英検Jr.® にしっかり取り組むことが、
その後の英語学習に活かされる
課題
英語授業は週1時間のみで、就学前に英語未経験の児童も約半数いた。授業時間外のリスニング・語彙インプット機会が圧倒的に不足していた。
解決策
英検Jr.® オンライン版ラーニングを2〜6年生全員の自宅学習として導入。ラーニング100%達成後にテストを受験する流れが、子どもたちの意欲的な取り組みにつながった。
効果
多くの児童が自らラーニングに取り組み、正答率※1も高水準。授業で活用できる語彙の幅が広がり、子どもたちの「表現したい」という意欲につながった。英検Jr.® GOLD修了後、英検®へ挑戦する児童も見られ、段階的な学習機会の提供につながっている。

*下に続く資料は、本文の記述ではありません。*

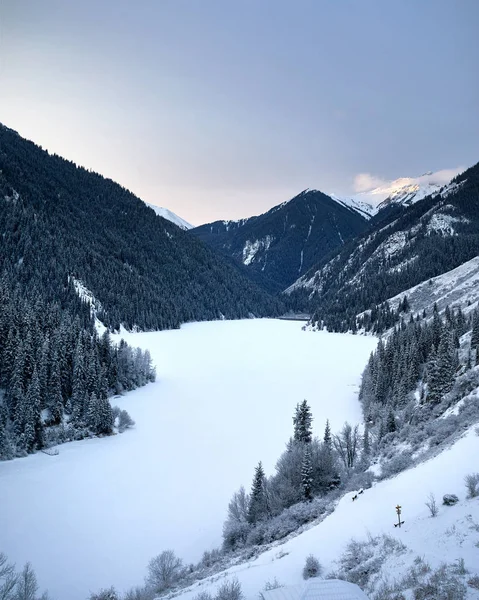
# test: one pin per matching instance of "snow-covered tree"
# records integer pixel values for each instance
(302, 420)
(307, 474)
(259, 508)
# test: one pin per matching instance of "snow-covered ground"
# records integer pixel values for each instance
(170, 216)
(95, 514)
(452, 535)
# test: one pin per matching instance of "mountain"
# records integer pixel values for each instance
(170, 216)
(401, 192)
(410, 245)
(283, 243)
(62, 223)
(405, 191)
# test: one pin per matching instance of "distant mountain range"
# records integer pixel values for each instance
(171, 216)
(283, 243)
(61, 223)
(422, 238)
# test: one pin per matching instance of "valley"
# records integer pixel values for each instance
(223, 400)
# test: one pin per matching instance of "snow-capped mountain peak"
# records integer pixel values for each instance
(170, 216)
(365, 209)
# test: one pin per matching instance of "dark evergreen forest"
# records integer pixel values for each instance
(60, 220)
(61, 225)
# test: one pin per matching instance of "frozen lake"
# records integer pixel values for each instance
(223, 400)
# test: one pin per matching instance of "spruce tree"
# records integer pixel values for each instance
(258, 509)
(302, 420)
(475, 330)
(307, 474)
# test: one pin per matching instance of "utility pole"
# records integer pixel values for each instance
(398, 512)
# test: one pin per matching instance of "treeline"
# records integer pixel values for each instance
(411, 372)
(308, 469)
(56, 375)
(364, 274)
(60, 221)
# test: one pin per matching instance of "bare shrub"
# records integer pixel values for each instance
(272, 585)
(109, 594)
(203, 596)
(472, 485)
(442, 584)
(124, 421)
(312, 567)
(164, 571)
(450, 499)
(432, 505)
(230, 590)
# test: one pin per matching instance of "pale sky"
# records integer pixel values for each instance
(223, 109)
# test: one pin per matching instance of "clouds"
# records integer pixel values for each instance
(374, 189)
(364, 182)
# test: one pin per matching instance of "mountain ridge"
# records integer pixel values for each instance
(284, 242)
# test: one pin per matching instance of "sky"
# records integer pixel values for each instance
(221, 109)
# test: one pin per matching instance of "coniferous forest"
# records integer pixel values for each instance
(62, 224)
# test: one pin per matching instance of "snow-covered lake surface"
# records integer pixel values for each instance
(95, 514)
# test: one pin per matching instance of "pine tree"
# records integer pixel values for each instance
(366, 441)
(307, 474)
(303, 431)
(327, 438)
(475, 330)
(258, 507)
(391, 422)
(434, 378)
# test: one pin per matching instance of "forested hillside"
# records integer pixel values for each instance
(60, 220)
(409, 246)
(66, 230)
(283, 243)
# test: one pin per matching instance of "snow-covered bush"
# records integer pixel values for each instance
(312, 568)
(472, 484)
(361, 561)
(124, 421)
(399, 463)
(272, 585)
(203, 596)
(442, 584)
(164, 571)
(450, 499)
(432, 505)
(230, 590)
(139, 593)
(109, 594)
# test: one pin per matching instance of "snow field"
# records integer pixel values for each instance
(453, 534)
(95, 514)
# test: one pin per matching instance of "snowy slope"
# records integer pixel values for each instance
(452, 535)
(171, 216)
(407, 190)
(223, 400)
(458, 287)
(365, 209)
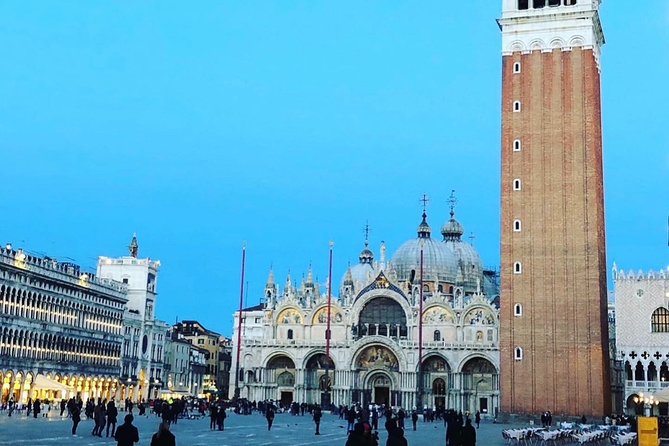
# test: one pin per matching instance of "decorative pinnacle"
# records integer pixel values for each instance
(425, 200)
(452, 201)
(366, 230)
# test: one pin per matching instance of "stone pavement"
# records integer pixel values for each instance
(240, 430)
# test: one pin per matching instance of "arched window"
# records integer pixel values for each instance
(659, 321)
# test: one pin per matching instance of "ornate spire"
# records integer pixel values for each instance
(452, 230)
(134, 246)
(424, 229)
(310, 277)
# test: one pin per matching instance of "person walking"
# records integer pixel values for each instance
(396, 438)
(75, 413)
(127, 434)
(112, 415)
(163, 437)
(270, 418)
(468, 434)
(37, 408)
(213, 414)
(318, 414)
(220, 417)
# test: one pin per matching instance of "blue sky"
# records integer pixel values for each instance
(287, 124)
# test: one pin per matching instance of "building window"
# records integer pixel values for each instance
(659, 321)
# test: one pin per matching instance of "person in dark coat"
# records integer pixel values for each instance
(163, 437)
(112, 416)
(270, 418)
(37, 408)
(468, 434)
(220, 418)
(75, 412)
(318, 414)
(213, 415)
(396, 438)
(126, 434)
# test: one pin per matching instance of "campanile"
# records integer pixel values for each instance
(554, 332)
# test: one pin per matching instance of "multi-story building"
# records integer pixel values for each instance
(208, 340)
(382, 349)
(554, 333)
(144, 337)
(642, 334)
(62, 329)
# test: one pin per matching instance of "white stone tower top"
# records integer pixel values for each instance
(545, 25)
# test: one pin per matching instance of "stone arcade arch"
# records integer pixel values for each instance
(280, 379)
(480, 385)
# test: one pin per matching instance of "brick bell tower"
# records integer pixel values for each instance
(554, 332)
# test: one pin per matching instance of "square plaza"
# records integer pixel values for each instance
(239, 430)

週1回 15分の英語朝学習。各自のペースで英検Jr.® オンライン版ラーニングに取り組んでいる。
学校紹介:2026年に創立100周年を迎えた伝統校。自学自習を重視
国立学園小学校(学校法人国立学園)は、1926年(大正15年)開校の東京都国立市にある私立小学校で、2026年4月19日に創立100周年を迎えました。「自ら考え、自ら学び、自ら行動する子ども」の育成を教育目標に掲げ、子ども同士の学び合いと自学自習を重視してきました。英語科の福士裕紀先生は、大手英会話スクールでの指導経験を持ち、「英語教育に力を入れたい」という学校の思いに応える形で着任。1年生から6年生まで計18クラスの英語を担当しています。現在は日本人教員が授業を主に担い、ネイティブ講師はゲストティーチャーとして招く体制をとっています。

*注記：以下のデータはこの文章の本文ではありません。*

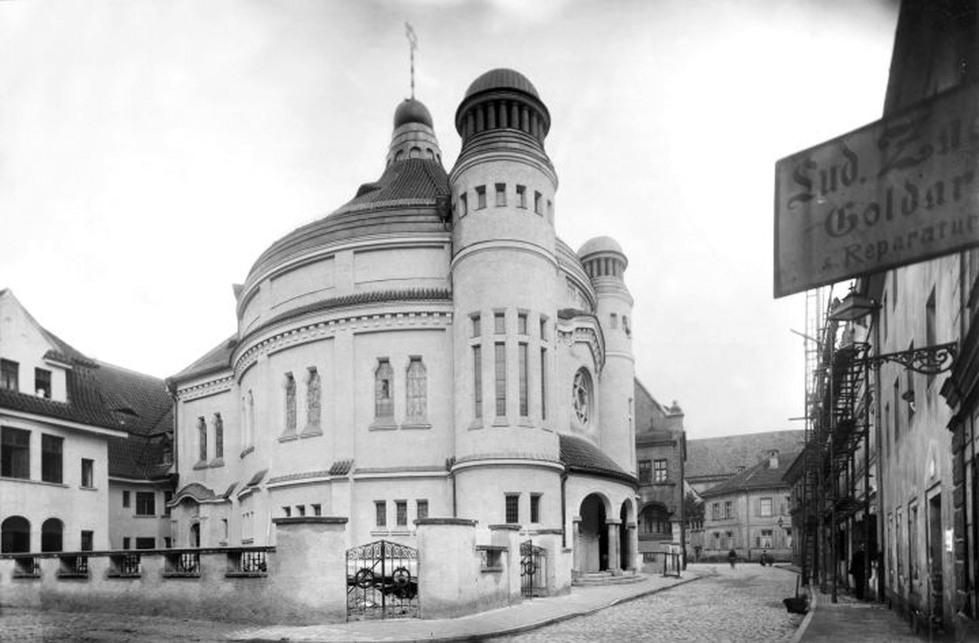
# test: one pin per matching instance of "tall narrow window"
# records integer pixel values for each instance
(535, 507)
(250, 420)
(290, 386)
(543, 383)
(42, 382)
(930, 332)
(477, 382)
(313, 394)
(521, 196)
(218, 436)
(897, 406)
(522, 372)
(51, 458)
(512, 508)
(202, 439)
(9, 375)
(417, 390)
(88, 473)
(383, 390)
(500, 365)
(499, 323)
(645, 471)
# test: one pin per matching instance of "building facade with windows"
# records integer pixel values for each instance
(660, 457)
(429, 349)
(74, 433)
(750, 512)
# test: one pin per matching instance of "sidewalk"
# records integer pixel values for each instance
(504, 621)
(852, 620)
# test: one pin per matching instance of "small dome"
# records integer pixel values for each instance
(412, 111)
(600, 244)
(502, 79)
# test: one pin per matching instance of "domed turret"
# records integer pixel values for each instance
(413, 136)
(603, 257)
(502, 99)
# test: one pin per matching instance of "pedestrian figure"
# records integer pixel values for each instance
(858, 569)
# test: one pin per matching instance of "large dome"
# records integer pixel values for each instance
(412, 111)
(502, 79)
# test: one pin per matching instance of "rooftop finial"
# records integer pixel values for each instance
(412, 45)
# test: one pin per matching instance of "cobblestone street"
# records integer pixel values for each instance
(744, 604)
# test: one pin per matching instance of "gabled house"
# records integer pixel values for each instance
(76, 437)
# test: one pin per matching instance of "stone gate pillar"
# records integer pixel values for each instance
(308, 572)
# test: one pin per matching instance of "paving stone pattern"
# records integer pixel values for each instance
(726, 606)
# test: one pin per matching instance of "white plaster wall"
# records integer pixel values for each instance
(80, 509)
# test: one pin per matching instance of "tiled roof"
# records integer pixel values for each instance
(107, 396)
(714, 457)
(760, 476)
(581, 456)
(403, 200)
(216, 359)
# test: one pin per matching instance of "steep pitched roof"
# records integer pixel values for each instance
(714, 457)
(581, 456)
(107, 396)
(760, 476)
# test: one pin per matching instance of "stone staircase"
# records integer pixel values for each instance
(589, 579)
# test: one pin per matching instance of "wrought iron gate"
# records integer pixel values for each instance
(533, 569)
(382, 581)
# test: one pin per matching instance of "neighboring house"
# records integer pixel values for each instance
(75, 434)
(429, 349)
(660, 455)
(749, 512)
(711, 461)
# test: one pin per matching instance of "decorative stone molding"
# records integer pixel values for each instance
(323, 329)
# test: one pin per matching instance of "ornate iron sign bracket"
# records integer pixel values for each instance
(927, 360)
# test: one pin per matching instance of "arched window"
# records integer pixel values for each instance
(654, 521)
(202, 439)
(290, 386)
(51, 531)
(383, 390)
(15, 535)
(218, 436)
(417, 391)
(313, 400)
(581, 396)
(250, 420)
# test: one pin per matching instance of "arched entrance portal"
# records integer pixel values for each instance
(593, 535)
(626, 518)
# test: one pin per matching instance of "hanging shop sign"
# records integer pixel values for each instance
(901, 190)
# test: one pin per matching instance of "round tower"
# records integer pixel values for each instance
(504, 283)
(605, 264)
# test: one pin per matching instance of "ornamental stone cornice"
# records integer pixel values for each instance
(323, 329)
(582, 329)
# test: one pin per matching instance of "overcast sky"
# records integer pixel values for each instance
(151, 150)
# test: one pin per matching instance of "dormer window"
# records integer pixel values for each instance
(9, 380)
(42, 382)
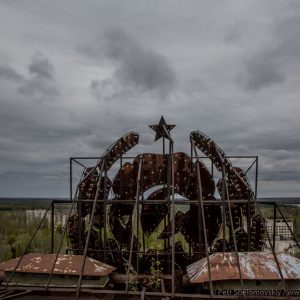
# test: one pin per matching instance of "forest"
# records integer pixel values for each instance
(16, 231)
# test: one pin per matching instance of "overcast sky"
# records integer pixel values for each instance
(76, 75)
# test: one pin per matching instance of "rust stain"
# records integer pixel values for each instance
(65, 264)
(254, 266)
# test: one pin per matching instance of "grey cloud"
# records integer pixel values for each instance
(41, 85)
(272, 63)
(261, 71)
(137, 68)
(10, 74)
(41, 67)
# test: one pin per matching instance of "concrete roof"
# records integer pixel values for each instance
(65, 264)
(254, 266)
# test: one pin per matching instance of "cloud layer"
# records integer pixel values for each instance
(75, 77)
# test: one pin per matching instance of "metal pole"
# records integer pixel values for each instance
(291, 231)
(274, 227)
(52, 227)
(104, 213)
(200, 205)
(27, 246)
(256, 176)
(89, 230)
(173, 218)
(71, 178)
(132, 221)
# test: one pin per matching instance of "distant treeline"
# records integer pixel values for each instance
(26, 203)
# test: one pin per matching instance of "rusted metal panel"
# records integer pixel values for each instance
(254, 266)
(65, 265)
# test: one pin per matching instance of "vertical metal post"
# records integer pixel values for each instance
(274, 226)
(104, 213)
(71, 178)
(248, 224)
(256, 176)
(288, 226)
(134, 215)
(201, 208)
(52, 226)
(173, 217)
(89, 230)
(165, 217)
(224, 211)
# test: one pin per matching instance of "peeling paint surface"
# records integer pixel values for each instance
(254, 266)
(65, 264)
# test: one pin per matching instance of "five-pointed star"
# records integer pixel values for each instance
(162, 129)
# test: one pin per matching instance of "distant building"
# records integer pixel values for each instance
(60, 216)
(34, 270)
(282, 230)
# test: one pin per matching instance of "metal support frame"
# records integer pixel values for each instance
(134, 217)
(90, 227)
(200, 207)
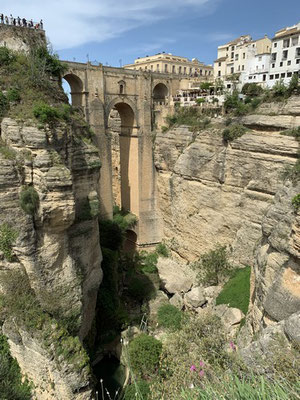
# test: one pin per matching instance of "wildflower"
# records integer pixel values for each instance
(232, 345)
(201, 373)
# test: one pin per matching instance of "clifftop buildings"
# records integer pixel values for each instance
(170, 64)
(262, 61)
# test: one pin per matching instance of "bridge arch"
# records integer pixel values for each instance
(76, 86)
(125, 159)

「1、2年生は歌や絵本も活用しながら、英語を通して友だちや先生と関わり合う活動を多く取り入れています。大切にしているのが、子どもたちにとって”思い出”になる授業にすること。『あの時の英語の活動、楽しかったな』と良い思い出として残れば、中学生以降の本格的な英語学習にもポジティブに臨めるのではないかと思うんです。また、3年生以降は相手に自分の思いを伝える、人前でスピーチをするという活動を多く取り入れていきます。6年生ではその集大成として、自由なテーマで1分間の英語動画を作成。自分の好きなもの、興味のあることについて英語で自由に表現するのですが、みんな相当に熱が入って、見ている方もワクワクします」
— 福士裕紀先生(英語科教諭)
英検Jr.® 導入の背景:週1時間の授業ではインプットが不足
充実した授業設計を進める一方、英語授業は週1時間と私学小学校の中でも少なく、就学前に英語未経験の児童も約半数いるという現状がありました。福士先生は英会話スクール時代の経験から、英検Jr.® のオンライン学習に取り組む子どもが変わっていくことを実感しており、早くから導入を検討していました。

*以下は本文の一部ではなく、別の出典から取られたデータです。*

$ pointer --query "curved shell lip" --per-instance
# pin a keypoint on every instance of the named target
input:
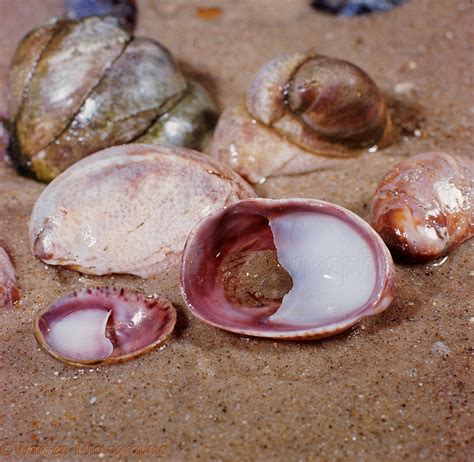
(380, 299)
(98, 362)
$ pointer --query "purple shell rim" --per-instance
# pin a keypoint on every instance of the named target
(379, 301)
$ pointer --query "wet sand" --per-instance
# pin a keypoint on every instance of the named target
(395, 387)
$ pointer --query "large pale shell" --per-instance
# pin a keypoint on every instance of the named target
(103, 325)
(341, 269)
(423, 208)
(129, 209)
(313, 112)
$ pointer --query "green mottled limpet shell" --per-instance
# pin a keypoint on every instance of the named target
(77, 87)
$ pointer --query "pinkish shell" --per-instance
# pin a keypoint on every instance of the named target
(423, 208)
(4, 136)
(9, 293)
(129, 209)
(341, 269)
(103, 325)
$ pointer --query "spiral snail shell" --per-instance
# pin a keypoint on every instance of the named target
(303, 112)
(423, 208)
(77, 87)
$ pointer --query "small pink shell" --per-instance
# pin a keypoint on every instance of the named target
(9, 294)
(103, 325)
(423, 208)
(249, 225)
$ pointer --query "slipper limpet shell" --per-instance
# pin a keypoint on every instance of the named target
(340, 269)
(103, 325)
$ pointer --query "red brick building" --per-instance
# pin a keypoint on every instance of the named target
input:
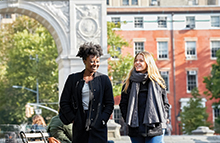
(183, 40)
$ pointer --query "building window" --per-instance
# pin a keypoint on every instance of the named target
(165, 76)
(125, 2)
(191, 50)
(194, 2)
(134, 2)
(215, 21)
(190, 22)
(211, 2)
(216, 112)
(7, 15)
(118, 49)
(138, 22)
(191, 80)
(162, 50)
(215, 46)
(139, 47)
(162, 22)
(116, 20)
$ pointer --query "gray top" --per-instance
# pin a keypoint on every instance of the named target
(85, 96)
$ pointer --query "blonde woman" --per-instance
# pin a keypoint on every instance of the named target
(144, 104)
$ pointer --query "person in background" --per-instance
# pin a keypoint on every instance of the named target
(144, 104)
(59, 131)
(38, 124)
(87, 98)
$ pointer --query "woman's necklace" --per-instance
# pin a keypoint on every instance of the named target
(88, 78)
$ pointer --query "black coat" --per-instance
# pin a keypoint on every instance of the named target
(125, 100)
(100, 106)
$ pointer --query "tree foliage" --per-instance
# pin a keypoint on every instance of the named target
(194, 114)
(23, 38)
(120, 65)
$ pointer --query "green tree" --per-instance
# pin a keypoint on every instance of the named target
(25, 37)
(194, 115)
(119, 67)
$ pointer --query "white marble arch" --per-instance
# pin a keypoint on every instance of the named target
(61, 23)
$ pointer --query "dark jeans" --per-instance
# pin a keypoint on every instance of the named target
(141, 139)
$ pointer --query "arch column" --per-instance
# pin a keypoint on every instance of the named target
(87, 24)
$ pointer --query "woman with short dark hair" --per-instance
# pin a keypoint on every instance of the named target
(87, 98)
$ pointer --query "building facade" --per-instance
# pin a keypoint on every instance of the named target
(183, 41)
(143, 3)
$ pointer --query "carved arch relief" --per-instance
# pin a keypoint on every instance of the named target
(88, 25)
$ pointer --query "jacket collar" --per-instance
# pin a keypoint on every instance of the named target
(94, 75)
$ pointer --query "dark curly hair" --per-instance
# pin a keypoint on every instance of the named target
(88, 48)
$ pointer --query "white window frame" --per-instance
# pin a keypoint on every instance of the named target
(162, 21)
(137, 51)
(190, 22)
(165, 74)
(190, 56)
(136, 3)
(115, 20)
(213, 23)
(191, 73)
(211, 48)
(184, 101)
(138, 22)
(159, 50)
(127, 3)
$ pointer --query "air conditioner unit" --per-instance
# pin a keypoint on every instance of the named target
(190, 57)
(192, 72)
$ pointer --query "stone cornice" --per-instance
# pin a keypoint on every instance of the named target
(142, 10)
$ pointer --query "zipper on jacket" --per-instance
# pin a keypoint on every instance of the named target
(90, 107)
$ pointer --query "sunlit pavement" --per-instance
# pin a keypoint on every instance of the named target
(179, 139)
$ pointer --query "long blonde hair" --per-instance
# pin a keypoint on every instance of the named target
(39, 120)
(153, 72)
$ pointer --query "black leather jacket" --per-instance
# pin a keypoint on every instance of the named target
(101, 105)
(125, 100)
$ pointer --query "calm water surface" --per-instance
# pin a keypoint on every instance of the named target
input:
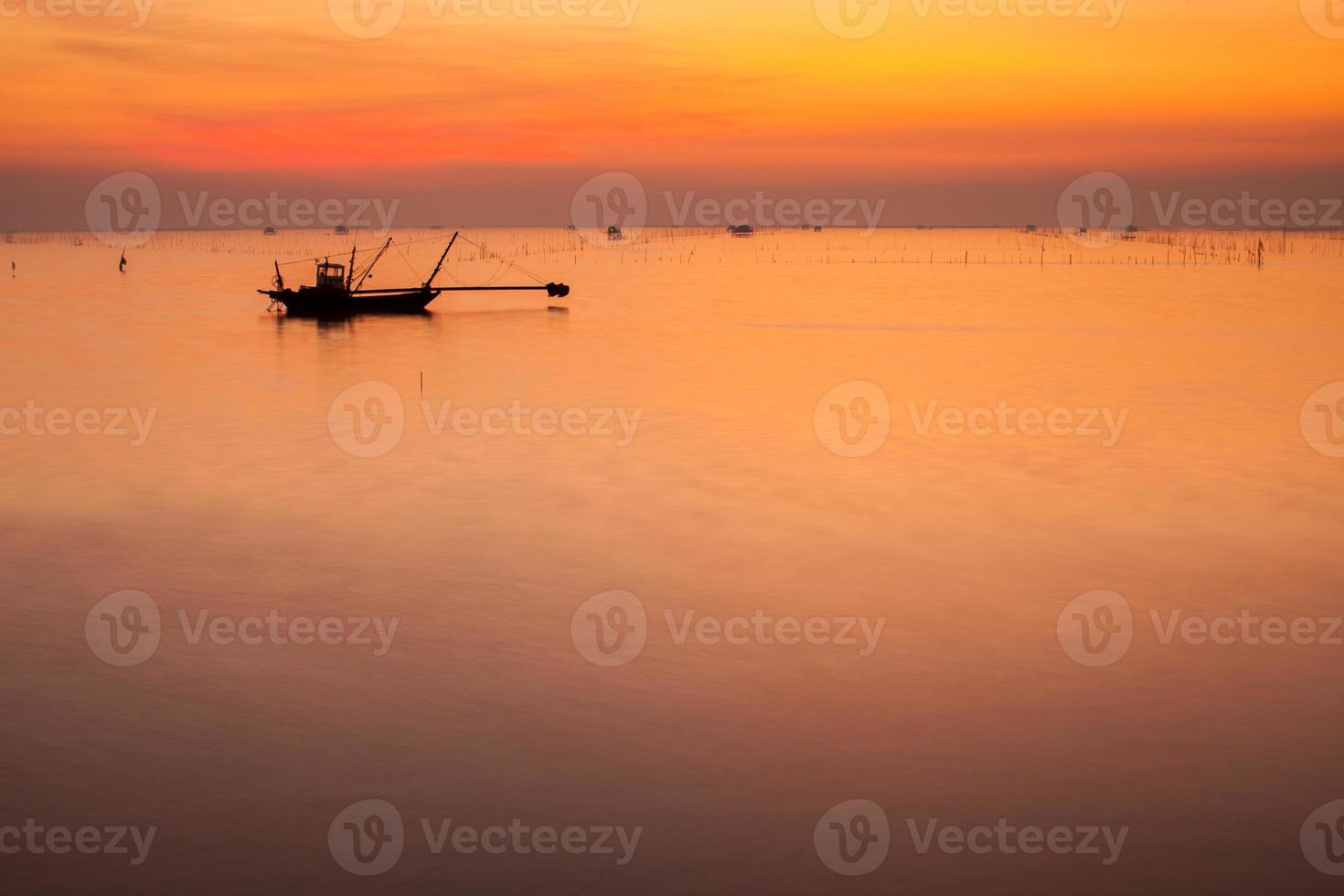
(240, 501)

「英会話スクールでの経験から、英検Jr.®のオンライン学習に取り組む子は変わる、伸びていくことを実感していました。到達度が数字(パーセンテージ)で分かるため意欲が高まりますし、できたという体験で自信がつくんです。さらに、語彙が増えるので、英語を使ったやりとりにも自信を持って臨めるようになります。本校の場合は、就学前に英語にほとんど触れてこなかった子も半数ほどいるので、そういう子たちのフォローや、週1時間と少ない授業数を補い英語に触れる時間を増やすという点でも、絶対に英検Jr.®を導入したいと考えていました」
— 福士裕紀先生(英語科教諭)
また、英検Jr.® が英検® への橋渡しとして有効である理由も積極的に発信してきました。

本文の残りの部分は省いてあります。